Quello che nessuno può vedere, nemmeno gli angeli, è che Gesù non si sta arrendendo. Sta combattendo una battaglia invisibile contro il più sottile e diabolico degli inferni. E sarà una lotta fino alla fine. Durante questa potente battaglia, è importante ricordare che la natura assunta da Gesù è umana, e quindi soggetta a tentazioni. A nessuno di noi piace soffrire e nessuno di noi sceglierebbe di sopportare l'agonia della crocifissione, soprattutto se sembra un'impresa inutile. Allo stesso modo, nessuno di noi vorrebbe vedere i propri cari scegliere una vita che porta alla miseria e alla distruzione. È naturale volerli fermare, usare tutto il potere e il controllo che abbiamo per indirizzarli su una strada diversa. Immaginiamo ora il caso di Gesù. Egli sa che la comprensione umana non può essere costretta a credere alla verità, né il cuore umano può essere costretto ad amare il bene. È così che ha progettato l'universo, sapendo che la nostra stessa umanità consiste nell'essere liberi di comprendere e amare le cose che procedono da Dio, senza costrizioni. 9
A questo proposito, dobbiamo anche considerare gli assalti degli inferi che attaccano Gesù, cercando con tutta la loro furia di suscitare pensieri ed emozioni amare. Come tutti noi, Gesù deve essere stato tentato di vendicarsi e di dimostrare la sua innocenza. Ma sceglie di rimanere in silenzio. Come tutti noi, deve essere stato tentato di reagire, di vendicarsi, di punire coloro che lo maltrattavano così crudelmente. Ma non fa nulla del genere. Invece resta lì, in silenzio, senza una parola di protesta, combattendo lotte interiori più dolorose del dolore causato dalle punte di ferro che gli trafiggono le mani e i piedi. A prescindere dal dolore, sia esterno che interno, Gesù rimane saldo nella sua missione. Combatterà contro l'inferno, anche quando questo scatenerà tutta la sua furia contro di Lui, fino a quando non avrà espulso ogni singolo male dalla sua umanità ereditata. Di conseguenza, la pienezza della Divinità di Dio si manifesterà in Lui. E non scenderà finché questa missione non sarà compiuta. 10
Le ultime parole di Gesù sulla croce
45. E dall'ora sesta ci furono tenebre su tutta la terra fino all'ora nona.

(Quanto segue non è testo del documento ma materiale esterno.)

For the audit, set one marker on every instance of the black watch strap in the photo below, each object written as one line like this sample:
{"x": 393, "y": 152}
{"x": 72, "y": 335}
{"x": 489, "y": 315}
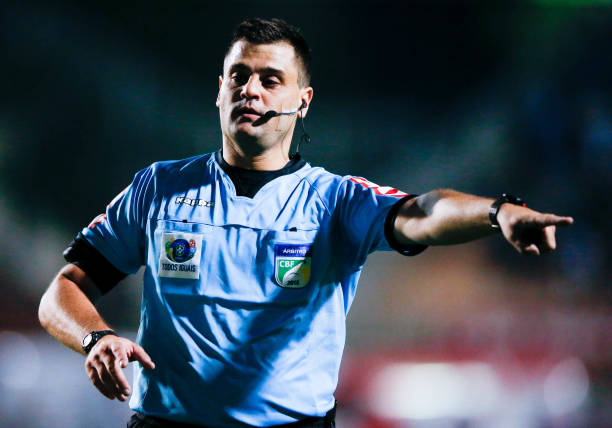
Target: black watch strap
{"x": 92, "y": 338}
{"x": 503, "y": 199}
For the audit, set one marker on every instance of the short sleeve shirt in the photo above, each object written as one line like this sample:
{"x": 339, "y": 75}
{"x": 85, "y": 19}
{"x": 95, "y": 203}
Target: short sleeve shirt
{"x": 244, "y": 299}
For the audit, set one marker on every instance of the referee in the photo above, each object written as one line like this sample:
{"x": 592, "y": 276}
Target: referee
{"x": 252, "y": 258}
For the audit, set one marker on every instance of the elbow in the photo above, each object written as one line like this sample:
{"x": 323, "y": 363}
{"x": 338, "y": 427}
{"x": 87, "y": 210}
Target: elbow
{"x": 44, "y": 309}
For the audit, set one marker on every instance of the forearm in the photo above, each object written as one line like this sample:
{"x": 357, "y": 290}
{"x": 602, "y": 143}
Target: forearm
{"x": 443, "y": 217}
{"x": 67, "y": 312}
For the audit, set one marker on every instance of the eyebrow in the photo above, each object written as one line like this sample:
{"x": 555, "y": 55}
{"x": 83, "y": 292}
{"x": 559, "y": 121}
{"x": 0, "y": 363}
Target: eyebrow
{"x": 265, "y": 70}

46. E verso l'ora nona Gesù gridò con gran voce, dicendo: "Eli, Eli, lama sabachthani?". Cioè: "Dio mio, Dio mio, perché mi hai abbandonato?".
Mio Dio, mio Dio
Sebbene questo capitolo inizi con le parole "Quando venne il mattino", si tratta forse del mattino più breve della storia del tempo. Infatti, le tenebre arrivano rapidamente, e a mezzogiorno "ci sono le tenebre su tutta la terra" (Matteo 27:45). Questa oscurità continua per altre tre ore, finché Gesù grida a gran voce "Eli, Eli, lama sabachthani? Cioè: Dio mio, Dio mio, perché mi hai abbandonato?" (Matteo 27:46).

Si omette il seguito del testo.